Daí que na escola sempre tive a matemática e as ciências exatas como inimigas. Drummond dizia que as escolas enchem as crianças de matemática sem fazê-lo através da poesia da matemática. Não sei, diria ao Poeta. No meu caso cansei de ver professores e colegas de classe deslumbrados com aqueles números na lousa. Nessas horas, além de me sentir burro eu ficava com remorso de não partilhar daquela alegria toda.

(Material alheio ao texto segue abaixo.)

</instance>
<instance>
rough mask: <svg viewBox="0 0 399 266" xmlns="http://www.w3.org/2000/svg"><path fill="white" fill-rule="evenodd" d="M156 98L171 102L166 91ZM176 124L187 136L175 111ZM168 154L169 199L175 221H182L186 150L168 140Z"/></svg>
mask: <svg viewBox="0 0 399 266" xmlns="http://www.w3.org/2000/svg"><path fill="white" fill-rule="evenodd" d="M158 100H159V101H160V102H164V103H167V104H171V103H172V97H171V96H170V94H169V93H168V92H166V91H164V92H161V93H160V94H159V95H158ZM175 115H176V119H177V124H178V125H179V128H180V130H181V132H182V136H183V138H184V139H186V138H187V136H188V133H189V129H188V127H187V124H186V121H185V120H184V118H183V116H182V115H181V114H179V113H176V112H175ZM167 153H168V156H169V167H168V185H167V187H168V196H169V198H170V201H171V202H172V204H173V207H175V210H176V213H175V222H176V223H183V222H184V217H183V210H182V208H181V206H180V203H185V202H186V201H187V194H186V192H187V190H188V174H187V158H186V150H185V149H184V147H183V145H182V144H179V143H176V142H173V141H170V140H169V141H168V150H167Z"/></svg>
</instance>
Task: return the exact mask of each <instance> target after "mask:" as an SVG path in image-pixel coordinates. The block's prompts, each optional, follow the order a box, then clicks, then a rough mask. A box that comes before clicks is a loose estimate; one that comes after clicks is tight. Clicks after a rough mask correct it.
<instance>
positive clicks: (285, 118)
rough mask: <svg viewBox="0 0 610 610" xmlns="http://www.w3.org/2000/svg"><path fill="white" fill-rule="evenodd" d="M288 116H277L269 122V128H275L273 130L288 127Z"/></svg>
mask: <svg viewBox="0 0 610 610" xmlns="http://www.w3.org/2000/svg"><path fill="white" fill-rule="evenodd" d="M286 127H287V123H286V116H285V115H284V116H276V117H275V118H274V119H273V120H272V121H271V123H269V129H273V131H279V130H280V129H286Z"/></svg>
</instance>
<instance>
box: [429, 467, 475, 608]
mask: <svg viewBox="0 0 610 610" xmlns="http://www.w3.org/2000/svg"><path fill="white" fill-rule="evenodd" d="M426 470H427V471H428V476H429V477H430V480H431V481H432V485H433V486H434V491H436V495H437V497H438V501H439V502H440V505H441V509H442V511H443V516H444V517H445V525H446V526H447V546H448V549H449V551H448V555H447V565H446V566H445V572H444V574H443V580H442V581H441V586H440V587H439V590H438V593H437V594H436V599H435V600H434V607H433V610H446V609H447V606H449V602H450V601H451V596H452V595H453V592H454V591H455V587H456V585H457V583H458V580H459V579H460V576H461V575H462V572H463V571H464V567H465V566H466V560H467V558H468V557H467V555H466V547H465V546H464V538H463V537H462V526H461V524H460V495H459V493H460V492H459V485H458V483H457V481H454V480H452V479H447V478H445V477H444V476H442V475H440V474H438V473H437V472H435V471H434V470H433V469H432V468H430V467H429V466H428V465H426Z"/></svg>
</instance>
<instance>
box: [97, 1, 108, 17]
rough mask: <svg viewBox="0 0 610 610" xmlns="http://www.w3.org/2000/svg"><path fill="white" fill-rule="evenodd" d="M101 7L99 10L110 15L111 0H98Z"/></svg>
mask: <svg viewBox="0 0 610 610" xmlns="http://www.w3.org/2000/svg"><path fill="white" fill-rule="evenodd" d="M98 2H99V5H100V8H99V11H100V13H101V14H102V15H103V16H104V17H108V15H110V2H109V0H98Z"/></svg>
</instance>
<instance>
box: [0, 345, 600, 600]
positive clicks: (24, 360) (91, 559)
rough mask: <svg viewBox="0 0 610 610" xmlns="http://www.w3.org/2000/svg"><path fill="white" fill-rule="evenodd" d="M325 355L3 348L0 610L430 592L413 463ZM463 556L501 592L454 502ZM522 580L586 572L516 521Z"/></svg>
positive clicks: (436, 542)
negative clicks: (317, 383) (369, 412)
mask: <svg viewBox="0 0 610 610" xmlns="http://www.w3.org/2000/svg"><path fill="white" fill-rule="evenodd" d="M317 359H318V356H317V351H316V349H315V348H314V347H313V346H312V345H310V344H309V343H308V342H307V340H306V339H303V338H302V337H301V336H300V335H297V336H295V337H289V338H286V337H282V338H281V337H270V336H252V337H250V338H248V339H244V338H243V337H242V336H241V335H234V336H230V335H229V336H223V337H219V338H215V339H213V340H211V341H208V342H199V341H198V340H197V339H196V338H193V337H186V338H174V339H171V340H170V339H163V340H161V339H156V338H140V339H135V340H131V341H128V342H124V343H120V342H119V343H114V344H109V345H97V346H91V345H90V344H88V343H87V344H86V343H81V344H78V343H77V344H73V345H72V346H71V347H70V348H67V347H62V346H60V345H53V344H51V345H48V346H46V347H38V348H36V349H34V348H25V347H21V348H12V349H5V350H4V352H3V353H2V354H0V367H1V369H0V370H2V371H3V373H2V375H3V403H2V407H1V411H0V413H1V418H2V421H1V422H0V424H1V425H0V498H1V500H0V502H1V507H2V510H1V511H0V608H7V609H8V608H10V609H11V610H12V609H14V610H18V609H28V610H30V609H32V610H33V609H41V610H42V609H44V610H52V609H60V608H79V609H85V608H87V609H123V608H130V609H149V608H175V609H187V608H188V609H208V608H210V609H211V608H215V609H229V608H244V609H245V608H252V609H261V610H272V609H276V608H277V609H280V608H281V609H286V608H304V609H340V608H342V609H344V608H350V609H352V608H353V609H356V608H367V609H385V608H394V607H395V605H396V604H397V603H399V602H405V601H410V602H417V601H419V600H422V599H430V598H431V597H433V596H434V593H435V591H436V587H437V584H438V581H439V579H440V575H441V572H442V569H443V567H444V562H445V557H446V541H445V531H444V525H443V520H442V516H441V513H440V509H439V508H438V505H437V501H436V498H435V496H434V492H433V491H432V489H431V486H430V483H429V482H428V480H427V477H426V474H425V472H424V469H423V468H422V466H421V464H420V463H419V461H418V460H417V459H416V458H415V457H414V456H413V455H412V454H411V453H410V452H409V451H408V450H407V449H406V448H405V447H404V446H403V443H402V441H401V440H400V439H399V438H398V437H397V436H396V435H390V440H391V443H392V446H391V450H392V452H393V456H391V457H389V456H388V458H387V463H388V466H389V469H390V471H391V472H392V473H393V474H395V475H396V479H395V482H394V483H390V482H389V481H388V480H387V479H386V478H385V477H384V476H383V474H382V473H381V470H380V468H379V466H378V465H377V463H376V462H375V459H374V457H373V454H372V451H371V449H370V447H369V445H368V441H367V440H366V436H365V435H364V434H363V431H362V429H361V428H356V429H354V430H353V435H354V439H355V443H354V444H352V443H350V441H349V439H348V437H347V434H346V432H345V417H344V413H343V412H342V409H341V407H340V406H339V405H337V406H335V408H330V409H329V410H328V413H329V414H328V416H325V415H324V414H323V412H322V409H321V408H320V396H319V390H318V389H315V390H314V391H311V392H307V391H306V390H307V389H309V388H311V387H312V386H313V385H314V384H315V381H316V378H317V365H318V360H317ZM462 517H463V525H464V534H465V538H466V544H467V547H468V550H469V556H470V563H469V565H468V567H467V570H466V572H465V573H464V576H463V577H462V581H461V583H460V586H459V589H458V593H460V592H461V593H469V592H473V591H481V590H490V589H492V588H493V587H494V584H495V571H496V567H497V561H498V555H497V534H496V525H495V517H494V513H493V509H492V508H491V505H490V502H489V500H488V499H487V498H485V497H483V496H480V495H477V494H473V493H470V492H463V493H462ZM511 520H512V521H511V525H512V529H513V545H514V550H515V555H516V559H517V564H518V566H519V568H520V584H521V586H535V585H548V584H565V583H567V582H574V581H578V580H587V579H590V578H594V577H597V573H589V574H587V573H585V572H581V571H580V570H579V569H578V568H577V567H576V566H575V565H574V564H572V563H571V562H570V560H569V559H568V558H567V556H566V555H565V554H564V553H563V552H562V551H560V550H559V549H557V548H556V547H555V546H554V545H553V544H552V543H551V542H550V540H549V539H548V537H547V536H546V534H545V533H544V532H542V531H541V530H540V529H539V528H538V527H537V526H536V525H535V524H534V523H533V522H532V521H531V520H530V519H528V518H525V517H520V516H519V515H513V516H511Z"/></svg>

O fato é que mesmo assim eu terminei a escola, a faculdade, a pós-graduação e até consegui ser pai. E é com muito orgulho que vos declaro que, voilà, terminei de montar o monstro de Lego, quase três horas depois da montagem iniciada, com meu filho já dormindo há tempos. Deixei-o de pé sobre a mesa, e fui dormir feliz. Antes dei uma olhadinha a mais no outrora amontoado de pecinhas que agora era alguma coisa em cima da mesa da cozinha. Disse baixinho "Parla!"

No outro dia, meu filho veio me acordar. Queria descer para ver o monstro. Descemos, e vi que ele já desfrutava de sua primeira maior empolgação do mundo daquele dia. Sentamos juntos, cada um numa cadeira. Eu peguei o monstro antes do menino. Olhei incrédulo. Eu tinha mesmo feito aquilo? Essa dúvida me consumiu muito tempo. Impaciente, meu filho puxou o negócio da minha mão e aconteceu o inevitável: o boneco escapou de nós e se espatifou no chão. Corremos a tentar juntar os pedaços que se espalhavam pelo chão, ao mesmo tempo em que dissuadíamos com altos berros nossa cachorrinha de tentar comer algumas pecinhas.

Colocamos o monstro esquartejado em cima da mesa. Já experimentei algumas derrotas e aquela certamente iria para a prateleira das maiores. Mas meu menino não se deteve. Em contraste com minha catatonia, prontamente foi remontando o brinquedo - detalhe - sem se guiar pelo folheto. Fiquei contemplando sua agilidade e ele me olhou sorrindo. E foi então que após o sentimento de derrota, fui tomado por uma vitória irresistível: a de ter o privilégio de poder olhar para o filho de cinco anos e dizer com os olhos, "você sabe exatamente o que fazer. Você é o cara!"